Nereo Villa
DISCORSO DI CAPODANNO 2007
Il Signore è mio pastore, non manco di nulla… La parola "Signore" genera la parola “signoraggio”. Anticamente il “Signore” era colui che comandava il popolo senza che fosse stato eletto dal popolo. Con l’avvento della democrazia, lo Stato ha preso il posto del Signore, ed oggi è lo Stato che detta legge al popolo, facendo credere lo Stato coincidente col popolo. Se così fosse però non avremmo allora il problema del debito pubblico (patologia nazionale in quanto debito divenuto necessario ma contemporaneamente non pagabile), perché non dovremmo - come popolo sovrano della propria moneta - restituirla ad alcuno, oltretutto con gli interessi. Se fosse vero che il popolo è sovrano, esattamente come sovrano era un tempo il “Signore”, perché mai il popolo dovrebbe pagare un debito generato dall’anticipo o dall’emissione di moneta propria? Non è un assurdo? Delle due l’una: o è vero che lo Stato in realtà NON è il popolo e di conseguenza non è vero che vi è democrazia, oppure lo Stato È davvero il popolo, ma allora non si capisce perché vi debba essere il debito pubblico, poiché il pubblico riguarda il popolo stesso.

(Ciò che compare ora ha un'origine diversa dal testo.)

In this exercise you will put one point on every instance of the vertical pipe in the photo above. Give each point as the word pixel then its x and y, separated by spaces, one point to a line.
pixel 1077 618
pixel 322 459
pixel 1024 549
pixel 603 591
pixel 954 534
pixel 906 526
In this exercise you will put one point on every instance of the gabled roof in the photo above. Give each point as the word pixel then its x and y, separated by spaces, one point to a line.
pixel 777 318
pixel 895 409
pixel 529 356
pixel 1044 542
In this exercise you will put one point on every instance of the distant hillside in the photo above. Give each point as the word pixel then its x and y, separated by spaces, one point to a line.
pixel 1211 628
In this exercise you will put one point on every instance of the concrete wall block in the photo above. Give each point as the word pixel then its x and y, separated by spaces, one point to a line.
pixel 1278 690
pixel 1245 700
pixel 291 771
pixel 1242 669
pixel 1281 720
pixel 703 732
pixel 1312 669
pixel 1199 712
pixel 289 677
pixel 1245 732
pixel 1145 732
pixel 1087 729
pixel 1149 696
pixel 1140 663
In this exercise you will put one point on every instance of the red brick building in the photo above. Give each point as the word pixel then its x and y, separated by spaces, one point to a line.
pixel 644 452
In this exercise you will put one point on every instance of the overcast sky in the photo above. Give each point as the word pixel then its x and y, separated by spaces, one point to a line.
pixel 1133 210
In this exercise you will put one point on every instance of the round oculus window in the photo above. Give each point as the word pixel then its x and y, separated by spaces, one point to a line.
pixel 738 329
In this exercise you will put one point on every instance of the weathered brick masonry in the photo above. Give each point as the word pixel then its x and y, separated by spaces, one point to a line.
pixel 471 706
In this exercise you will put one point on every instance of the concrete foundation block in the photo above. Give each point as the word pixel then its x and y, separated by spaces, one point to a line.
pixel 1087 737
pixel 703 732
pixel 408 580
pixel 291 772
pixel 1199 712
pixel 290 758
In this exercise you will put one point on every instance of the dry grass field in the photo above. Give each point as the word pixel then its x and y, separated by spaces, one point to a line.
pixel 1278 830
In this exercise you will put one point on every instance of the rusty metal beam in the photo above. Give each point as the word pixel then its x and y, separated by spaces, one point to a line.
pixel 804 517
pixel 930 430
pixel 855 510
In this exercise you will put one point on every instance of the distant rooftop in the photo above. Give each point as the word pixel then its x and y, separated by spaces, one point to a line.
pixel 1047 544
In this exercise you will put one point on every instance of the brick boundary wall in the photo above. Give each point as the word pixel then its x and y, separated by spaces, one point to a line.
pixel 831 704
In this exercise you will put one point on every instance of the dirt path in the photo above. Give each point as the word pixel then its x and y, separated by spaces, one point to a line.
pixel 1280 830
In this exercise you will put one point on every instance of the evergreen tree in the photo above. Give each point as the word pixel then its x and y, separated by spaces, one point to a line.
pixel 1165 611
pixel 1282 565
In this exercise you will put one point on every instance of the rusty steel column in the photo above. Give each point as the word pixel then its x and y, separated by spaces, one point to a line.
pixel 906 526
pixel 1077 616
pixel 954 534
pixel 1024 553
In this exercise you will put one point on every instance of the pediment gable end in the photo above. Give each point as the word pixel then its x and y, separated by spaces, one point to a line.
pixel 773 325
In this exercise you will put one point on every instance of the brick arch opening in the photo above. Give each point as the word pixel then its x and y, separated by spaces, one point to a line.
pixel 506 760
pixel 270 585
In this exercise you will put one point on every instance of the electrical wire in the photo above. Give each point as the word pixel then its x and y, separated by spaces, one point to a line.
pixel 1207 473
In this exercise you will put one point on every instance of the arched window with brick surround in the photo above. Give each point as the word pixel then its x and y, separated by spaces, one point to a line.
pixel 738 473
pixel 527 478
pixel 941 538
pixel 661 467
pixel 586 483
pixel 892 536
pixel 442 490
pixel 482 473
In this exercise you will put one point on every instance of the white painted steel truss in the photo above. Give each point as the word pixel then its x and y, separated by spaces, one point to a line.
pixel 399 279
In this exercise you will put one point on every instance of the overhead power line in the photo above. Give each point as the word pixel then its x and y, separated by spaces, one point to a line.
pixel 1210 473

In realtà oggi lo Stato è in crisi in quanto analogo all’inconscio e, come tale, risponde a dinamiche inconsce, per cui l’azione statale è simile all’azione di un soggetto istintivo che non abbia mai fatto un minimo di autoanalisi, e che quindi si comporti meccanicamente o animalescamente.
Riformare lo Stato è possibile nella misura in cui l’essere umano guardi in se stesso: solo così lo Stato può essere PER l’uomo, vale a dire COSCIENTE (almeno un po’) e non contro l’uomo, in quanto totalmente INCOSCIENTE.
A molti però lo Stato incosciente fa comodo perché le leggi statali danno un senso di sicurezza, offrendo l’illusione che un problema possa essere risolto UNA VOLTA PER TUTTE con una regola messa su “carta”. Ma non è così: la vera regola non può essere esteriore, ma può solo essere interiore. Ecco perché più lo Stato fa leggi, più le cose peggiorano. Questo è evidente e sperimentabile da tutti, ma ciononostante ogni governo ogni giorno non fa altro che varare nuove leggi.
In tal modo ci si incarta sempre più.
Il settore dell’economia è quello che maggiormente risente dello sfacelo a cui è continuamente sottoposto con le continue leggi dello Stato: si crede che facendo leggi l’economia possa riprendere, mentre è esattamente il contrario. L’economia, in quanto colonna portante di un Paese, è come se fosse la colonna vertebrale dell’essere umano, che ha il compito di sostenere l’intero organismo. La spina dorsale racchiude infatti il serpente della Kundalini, arrotolato e dormiente nel fondo schiena, e che solo attraverso esercizi di consapevolezza, può risollevarsi in verticale. La funzione dell’economia è dunque quella della VERTICALITÀ, procedente fino al cervello, attraverso l’esperienza del midollo spinale, vale a dire della generale, progressiva, ed evolutiva, consapevolezza.
Quest’ultima non sarà mai esaustiva in quanto dovrà sempre di più migliorare facendosi sempre di più economia per l’uomo, dunque il fatto di avere sulla carta UNA VOLTA PER TUTTE la luciferica perfezione in mere definizioni, non può che portare a ciò che è evocato dal concetto stesso di “definizione”: la fine.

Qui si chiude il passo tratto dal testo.